En medio de tanta alusión explícita a la muerte y al despiece humano, las digresiones filosóficas de Verge cortan a menudo la linealidad narrativa, al tiempo que se erigen en el contrapunto ético de los dislates de Jack. Según el punto de vista del poeta, la cultura es un elemento redentor que, lejos de envilecer el espíritu, lo eleva. De este modo, el humanismo de Goethe, los grabados medievales de Doré, la verticalidad de las catedrales góticas o una sinfonía de Bach interpretada por Glenn Gould son, al menos en apariencia, la antítesis de la sordidez que rodea a un criminal.

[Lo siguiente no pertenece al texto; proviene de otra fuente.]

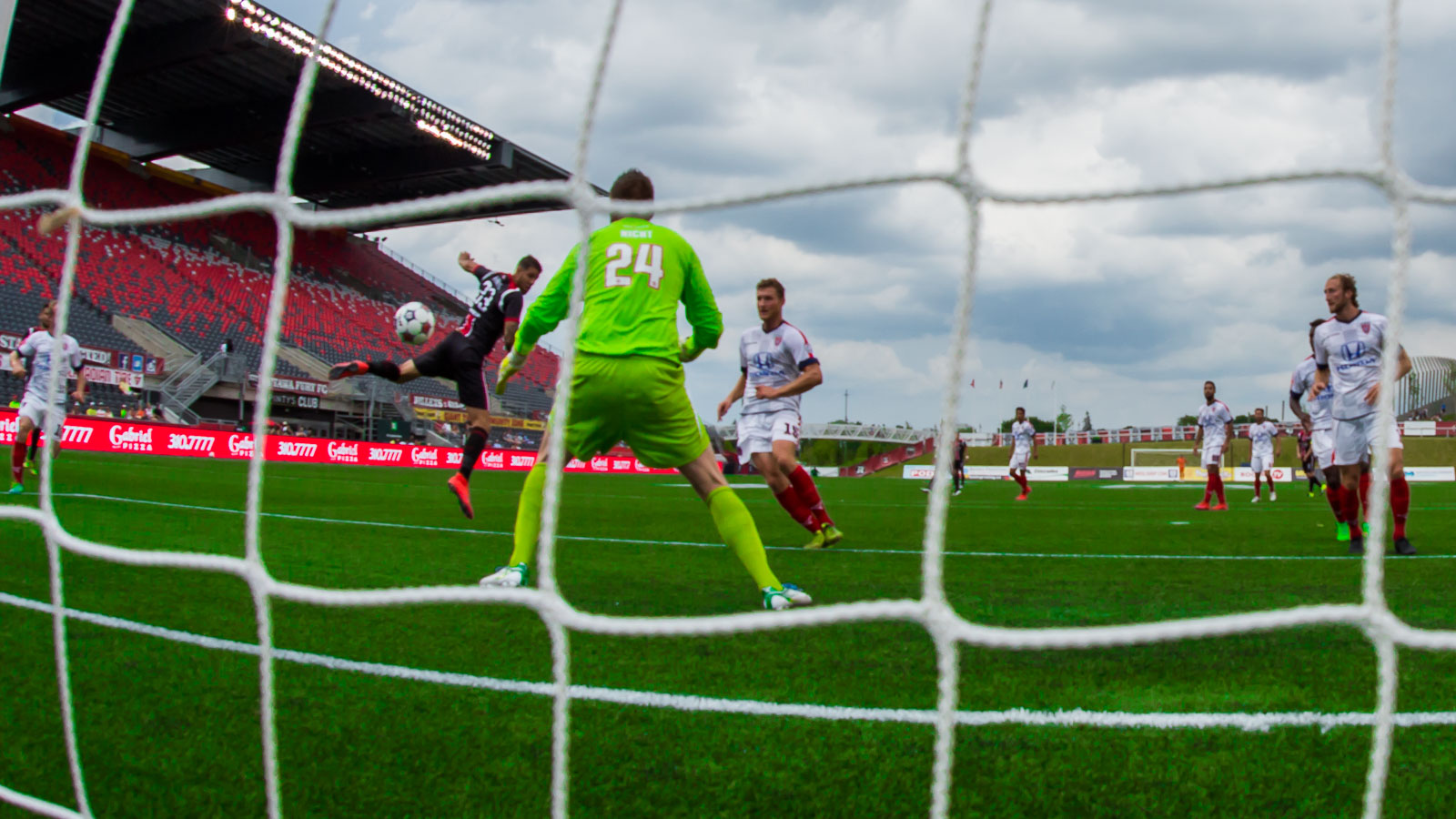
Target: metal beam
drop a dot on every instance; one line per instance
(6, 26)
(252, 121)
(60, 73)
(320, 175)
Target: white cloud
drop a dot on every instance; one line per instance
(1126, 305)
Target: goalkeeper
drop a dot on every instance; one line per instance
(628, 383)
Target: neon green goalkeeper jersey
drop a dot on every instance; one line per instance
(640, 271)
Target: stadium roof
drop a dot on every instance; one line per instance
(213, 80)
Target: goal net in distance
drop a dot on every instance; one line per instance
(1159, 457)
(929, 610)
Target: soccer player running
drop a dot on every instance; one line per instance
(1264, 450)
(960, 464)
(778, 366)
(462, 358)
(1024, 450)
(1347, 360)
(628, 382)
(40, 410)
(1321, 424)
(1215, 431)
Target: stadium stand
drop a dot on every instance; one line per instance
(207, 281)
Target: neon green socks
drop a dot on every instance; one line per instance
(737, 530)
(529, 516)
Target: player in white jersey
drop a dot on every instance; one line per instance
(38, 409)
(1023, 450)
(1347, 354)
(1215, 433)
(1264, 450)
(778, 368)
(1321, 428)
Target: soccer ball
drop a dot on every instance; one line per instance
(414, 322)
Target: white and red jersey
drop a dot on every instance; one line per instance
(1023, 435)
(1263, 438)
(1351, 353)
(36, 349)
(1318, 409)
(772, 358)
(1212, 417)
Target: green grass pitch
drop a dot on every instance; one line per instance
(172, 729)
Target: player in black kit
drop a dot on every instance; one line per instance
(460, 358)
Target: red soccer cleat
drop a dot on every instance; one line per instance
(460, 489)
(349, 369)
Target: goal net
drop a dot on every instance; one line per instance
(1159, 457)
(931, 608)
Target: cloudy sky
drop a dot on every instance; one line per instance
(1127, 307)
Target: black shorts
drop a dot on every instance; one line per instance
(459, 360)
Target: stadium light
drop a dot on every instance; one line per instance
(429, 116)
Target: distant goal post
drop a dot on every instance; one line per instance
(1159, 457)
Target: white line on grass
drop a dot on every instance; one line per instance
(1259, 722)
(633, 541)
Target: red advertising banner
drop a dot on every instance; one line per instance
(106, 435)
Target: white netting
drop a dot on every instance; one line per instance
(931, 611)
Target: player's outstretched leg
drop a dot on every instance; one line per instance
(784, 491)
(475, 440)
(1216, 481)
(739, 532)
(808, 494)
(528, 530)
(1400, 501)
(1350, 506)
(29, 457)
(18, 462)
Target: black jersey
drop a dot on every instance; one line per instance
(497, 302)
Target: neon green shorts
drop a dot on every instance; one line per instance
(640, 399)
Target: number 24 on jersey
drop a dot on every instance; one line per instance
(648, 259)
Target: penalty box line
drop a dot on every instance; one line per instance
(703, 545)
(1247, 722)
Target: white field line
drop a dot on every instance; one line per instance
(1257, 722)
(633, 541)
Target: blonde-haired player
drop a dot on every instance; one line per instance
(779, 365)
(1215, 433)
(1264, 450)
(1023, 450)
(1347, 358)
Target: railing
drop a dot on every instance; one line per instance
(848, 431)
(424, 274)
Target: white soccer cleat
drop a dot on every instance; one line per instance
(509, 576)
(797, 596)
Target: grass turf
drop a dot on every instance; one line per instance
(172, 729)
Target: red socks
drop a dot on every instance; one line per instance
(791, 503)
(1400, 503)
(18, 460)
(1350, 501)
(808, 494)
(1334, 493)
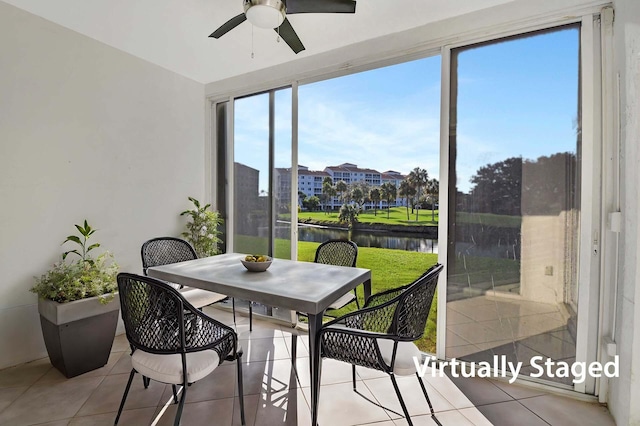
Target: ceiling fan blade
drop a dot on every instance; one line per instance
(320, 6)
(289, 35)
(229, 25)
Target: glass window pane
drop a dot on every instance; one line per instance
(514, 209)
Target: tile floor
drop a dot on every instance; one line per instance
(481, 327)
(275, 393)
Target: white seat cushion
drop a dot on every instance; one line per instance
(404, 365)
(346, 298)
(168, 368)
(200, 298)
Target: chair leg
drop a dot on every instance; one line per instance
(424, 391)
(124, 397)
(399, 395)
(240, 389)
(176, 422)
(353, 375)
(233, 307)
(175, 394)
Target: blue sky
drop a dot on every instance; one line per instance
(515, 98)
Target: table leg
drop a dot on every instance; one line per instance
(367, 290)
(315, 364)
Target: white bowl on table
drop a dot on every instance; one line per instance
(257, 266)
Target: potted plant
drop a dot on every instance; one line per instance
(202, 231)
(78, 313)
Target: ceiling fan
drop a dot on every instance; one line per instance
(272, 14)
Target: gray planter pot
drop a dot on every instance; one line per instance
(78, 335)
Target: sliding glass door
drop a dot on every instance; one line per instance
(253, 143)
(514, 201)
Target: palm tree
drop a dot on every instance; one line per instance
(357, 196)
(433, 191)
(328, 190)
(341, 188)
(374, 196)
(418, 178)
(389, 193)
(349, 214)
(407, 191)
(301, 197)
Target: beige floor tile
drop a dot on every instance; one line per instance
(461, 351)
(8, 395)
(218, 412)
(511, 413)
(140, 416)
(286, 407)
(261, 330)
(475, 416)
(24, 374)
(446, 418)
(518, 391)
(480, 391)
(445, 387)
(276, 375)
(302, 344)
(123, 365)
(220, 384)
(120, 344)
(332, 372)
(256, 349)
(340, 406)
(369, 373)
(250, 410)
(50, 402)
(106, 397)
(455, 317)
(382, 390)
(63, 422)
(54, 376)
(557, 410)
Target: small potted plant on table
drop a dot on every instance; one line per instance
(78, 313)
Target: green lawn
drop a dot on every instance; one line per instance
(397, 216)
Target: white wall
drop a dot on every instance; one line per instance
(625, 391)
(86, 131)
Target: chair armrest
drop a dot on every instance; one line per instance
(354, 346)
(378, 319)
(203, 332)
(384, 296)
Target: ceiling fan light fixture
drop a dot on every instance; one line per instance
(265, 13)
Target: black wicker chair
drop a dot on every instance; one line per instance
(171, 340)
(340, 253)
(165, 250)
(381, 334)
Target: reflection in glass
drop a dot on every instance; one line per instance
(514, 208)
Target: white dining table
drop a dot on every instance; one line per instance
(300, 286)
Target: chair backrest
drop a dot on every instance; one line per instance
(165, 250)
(414, 305)
(337, 252)
(152, 312)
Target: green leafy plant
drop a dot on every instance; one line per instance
(86, 277)
(202, 231)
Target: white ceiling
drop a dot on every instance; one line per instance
(174, 33)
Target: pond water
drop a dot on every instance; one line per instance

El bien y el mal, conceptos polarizados, acaban integrados en un todo que desemboca en el infierno dantesco. Según la tesis artística del protagonista, la moral ha quedado obsoleta y los valores se han subvertido; en consecuencia, lo único que justifica la propia existencia (porque la ajena resulta indiferente) es el arte por el arte. Si la electrizante Fame de David Bowie ha sido la banda sonora de las atrocidades cometidas por Jack, su adiós definitivo llegará a ritmo de Hit the Road Jack, convertida para la ocasión en alborozado cántico fúnebre. Para transitar de una dimensión a otra, tan solo había que cruzar el Aqueronte.